Rumors that the Defense Department will be getting rid of the commissaries have been flying all over the internet since a November report from one Senator’s office labeled them as one more thing the military could do away with to save some coin.
The rumors, of course, are not true. Closing the commissaries would take an act of Congress (not just a report from one member of Congress) stripping their funding and shutting their doors.
But that doesn’t mean that there isn’t some validity to the fear that such a move may, eventually, come to fruition.
This isn't the first time such a proposal has been made. Around this time last year one congressional committee voted to give the money they usually spend on commissaries to another fund to take care of sick veterans. Instead they planned to have AAFES, which runs the Army and Air Force PX and BX systems, take over the operation.
That move was undone by a later vote, but in the meantime there was plenty of chance to debate whether or not unfunding the commissary was even a good idea. Some said “yes.” Most said, “no.” The “yes” folks pointed to a Congressional Budget Office report that said that doing so would save over $1 billion a year. The “no” people said that the higher costs to users – especially to those living oversees – would be debilitating.

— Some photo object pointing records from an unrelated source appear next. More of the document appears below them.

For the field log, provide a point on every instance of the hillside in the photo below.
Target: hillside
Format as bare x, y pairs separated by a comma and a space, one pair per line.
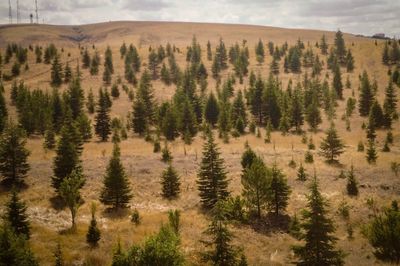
262, 243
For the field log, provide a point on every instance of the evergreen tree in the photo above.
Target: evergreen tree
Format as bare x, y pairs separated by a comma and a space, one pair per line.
223, 253
69, 192
351, 186
86, 59
13, 155
255, 181
56, 72
331, 146
67, 73
93, 234
16, 215
260, 52
337, 82
340, 48
385, 54
366, 95
102, 126
279, 191
212, 182
384, 235
371, 153
66, 159
94, 65
170, 183
211, 111
319, 247
301, 173
116, 191
323, 46
15, 249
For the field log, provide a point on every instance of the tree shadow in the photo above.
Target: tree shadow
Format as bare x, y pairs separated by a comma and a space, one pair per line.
113, 213
271, 223
57, 203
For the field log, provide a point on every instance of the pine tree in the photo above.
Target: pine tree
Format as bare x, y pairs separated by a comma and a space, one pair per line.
59, 260
323, 46
69, 192
301, 173
16, 216
371, 153
319, 247
49, 139
385, 54
260, 52
56, 72
15, 249
90, 104
211, 111
331, 146
93, 234
116, 191
351, 186
66, 159
279, 191
255, 181
3, 108
340, 48
366, 95
102, 126
384, 235
67, 73
13, 155
337, 82
223, 253
170, 183
86, 59
212, 182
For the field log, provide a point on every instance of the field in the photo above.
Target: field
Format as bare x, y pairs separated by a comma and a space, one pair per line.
262, 247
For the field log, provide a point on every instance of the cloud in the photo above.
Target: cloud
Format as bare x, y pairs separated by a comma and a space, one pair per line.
356, 16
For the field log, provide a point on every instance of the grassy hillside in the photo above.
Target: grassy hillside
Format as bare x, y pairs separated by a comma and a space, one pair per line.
262, 246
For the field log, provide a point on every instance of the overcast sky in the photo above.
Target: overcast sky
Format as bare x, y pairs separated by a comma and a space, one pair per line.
354, 16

In the end we all ignored the whole thing and moved on with our lives.
But now that the fiscal cliff is creeping closer and closer to becoming a reality – and we know that regardless budget cuts will happen – the commissary closures are starting to sound a good deal more likely. The recently released annual commissary report card touts, as it usually does, what DeCA sees as its invaluable nature to the lives of military families. And a commissary support organization continues to highlight the savings military families receive.
What do you think? Could you live without the commissary?